Enforcement and penalties 

Under DORA, the European Supervisory Authorities – European Banking Authority, European Insurance and Occupational Pensions Authority and European Securities and Markets Authority – are responsible for designating certain third-party providers as critical and acting as lead overseers, coordinating oversight actions across the EU.
Where a critical ICT third party service provider fails to comply with oversight recommendations, the lead overseer may impose periodic penalty payments of up to 1% of the provider’s average daily worldwide turnover in the preceding business year.

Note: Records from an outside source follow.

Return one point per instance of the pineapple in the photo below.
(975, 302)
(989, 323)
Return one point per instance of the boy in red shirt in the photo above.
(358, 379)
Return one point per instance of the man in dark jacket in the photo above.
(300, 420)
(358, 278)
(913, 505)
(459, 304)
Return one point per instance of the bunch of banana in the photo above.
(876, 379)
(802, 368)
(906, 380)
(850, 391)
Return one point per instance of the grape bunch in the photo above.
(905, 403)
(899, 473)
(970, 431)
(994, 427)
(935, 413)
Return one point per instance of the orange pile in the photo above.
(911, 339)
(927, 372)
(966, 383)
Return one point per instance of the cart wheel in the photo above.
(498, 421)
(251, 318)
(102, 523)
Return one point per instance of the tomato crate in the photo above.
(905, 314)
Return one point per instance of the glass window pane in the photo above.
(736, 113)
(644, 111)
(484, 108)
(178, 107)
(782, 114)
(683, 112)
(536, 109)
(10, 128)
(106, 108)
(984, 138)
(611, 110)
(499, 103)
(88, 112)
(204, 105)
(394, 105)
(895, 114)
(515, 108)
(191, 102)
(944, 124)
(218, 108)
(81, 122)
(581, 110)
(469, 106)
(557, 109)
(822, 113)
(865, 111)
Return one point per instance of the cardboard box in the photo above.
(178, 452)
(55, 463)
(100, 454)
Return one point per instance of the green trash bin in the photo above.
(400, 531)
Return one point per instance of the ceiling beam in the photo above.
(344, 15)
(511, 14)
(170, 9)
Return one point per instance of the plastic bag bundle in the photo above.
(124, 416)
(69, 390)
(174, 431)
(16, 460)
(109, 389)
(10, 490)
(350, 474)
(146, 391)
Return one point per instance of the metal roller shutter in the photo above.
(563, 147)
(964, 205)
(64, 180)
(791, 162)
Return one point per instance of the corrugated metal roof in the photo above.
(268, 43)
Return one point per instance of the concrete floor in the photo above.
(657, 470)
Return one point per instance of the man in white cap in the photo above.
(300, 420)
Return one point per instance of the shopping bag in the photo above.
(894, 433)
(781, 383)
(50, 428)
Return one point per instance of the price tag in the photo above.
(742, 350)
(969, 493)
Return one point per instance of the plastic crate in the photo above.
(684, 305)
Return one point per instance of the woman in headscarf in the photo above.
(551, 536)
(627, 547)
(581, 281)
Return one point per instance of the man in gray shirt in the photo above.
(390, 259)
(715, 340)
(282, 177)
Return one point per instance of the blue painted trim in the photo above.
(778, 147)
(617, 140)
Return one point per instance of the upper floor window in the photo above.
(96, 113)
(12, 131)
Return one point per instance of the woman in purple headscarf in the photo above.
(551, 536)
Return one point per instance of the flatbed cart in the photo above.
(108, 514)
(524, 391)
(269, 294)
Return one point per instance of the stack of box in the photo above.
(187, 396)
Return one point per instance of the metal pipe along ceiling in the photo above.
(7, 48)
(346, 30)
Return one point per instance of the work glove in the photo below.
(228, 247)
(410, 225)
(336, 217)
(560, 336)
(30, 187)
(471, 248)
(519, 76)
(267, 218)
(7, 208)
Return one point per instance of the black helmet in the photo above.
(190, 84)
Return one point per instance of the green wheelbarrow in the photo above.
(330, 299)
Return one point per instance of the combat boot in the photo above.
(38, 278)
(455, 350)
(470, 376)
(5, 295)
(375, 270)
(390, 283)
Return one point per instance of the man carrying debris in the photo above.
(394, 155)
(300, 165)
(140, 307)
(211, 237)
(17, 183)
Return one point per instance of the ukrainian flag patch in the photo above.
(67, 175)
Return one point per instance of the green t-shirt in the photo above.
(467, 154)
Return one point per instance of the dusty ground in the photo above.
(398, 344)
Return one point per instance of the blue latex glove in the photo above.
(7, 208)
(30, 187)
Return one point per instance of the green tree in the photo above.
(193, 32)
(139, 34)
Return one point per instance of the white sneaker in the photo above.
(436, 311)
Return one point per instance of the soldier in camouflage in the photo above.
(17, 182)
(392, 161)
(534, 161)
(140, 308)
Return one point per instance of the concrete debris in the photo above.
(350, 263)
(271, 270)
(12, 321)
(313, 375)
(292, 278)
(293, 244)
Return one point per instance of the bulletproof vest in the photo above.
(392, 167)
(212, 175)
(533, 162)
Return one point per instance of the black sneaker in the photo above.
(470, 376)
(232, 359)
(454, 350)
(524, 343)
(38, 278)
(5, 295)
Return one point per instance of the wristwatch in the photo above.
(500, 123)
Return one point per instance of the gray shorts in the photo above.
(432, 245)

DORA, cybersecurity and NIS2

DORA does not operate in isolation. It sits within a broader EU cybersecurity architecture and operates as lex specialis in relation to certain elements of the NIS2 and Critical Entities Resilience (CER) directives. 

In certain areas, DORA will override other directives. Essentially, it means that the incident reporting and risk management measures in NIS2 and CER will not be applicable for financial entities, and DORA will apply instead.

While DORA specifically targets the financial sector, NIS2 expands cybersecurity obligations across essential and important sectors, including parts of the digital infrastructure and financial ecosystem.

For multinational firms operating in Ireland, this creates an interconnected compliance landscape. A financial institution may be directly subject to the DORA regulation, while key technology partners could fall under NIS2. Both frameworks emphasise risk management, incident reporting and governance accountability, reinforcing a culture of cyber resilience at board level.

FAQs: DORA regulation 

What is DORA in Ireland?

DORA in Ireland refers to the application of the EU Digital Operational Resilience Act to Irish regulated financial entities and certain ICT providers.

What are the 5 pillars of DORA regulation?

The five pillars are ICT risk management, incident reporting, resilience testing, third party risk management and information sharing.

What is required for DORA compliance?

Firms must implement robust ICT risk frameworks, incident reporting systems, resilience testing programmes and oversight of ICT service providers.

Is DORA compulsory?

Yes, DORA is an EU regulation and is legally binding on in scope entities from 17 January 2025.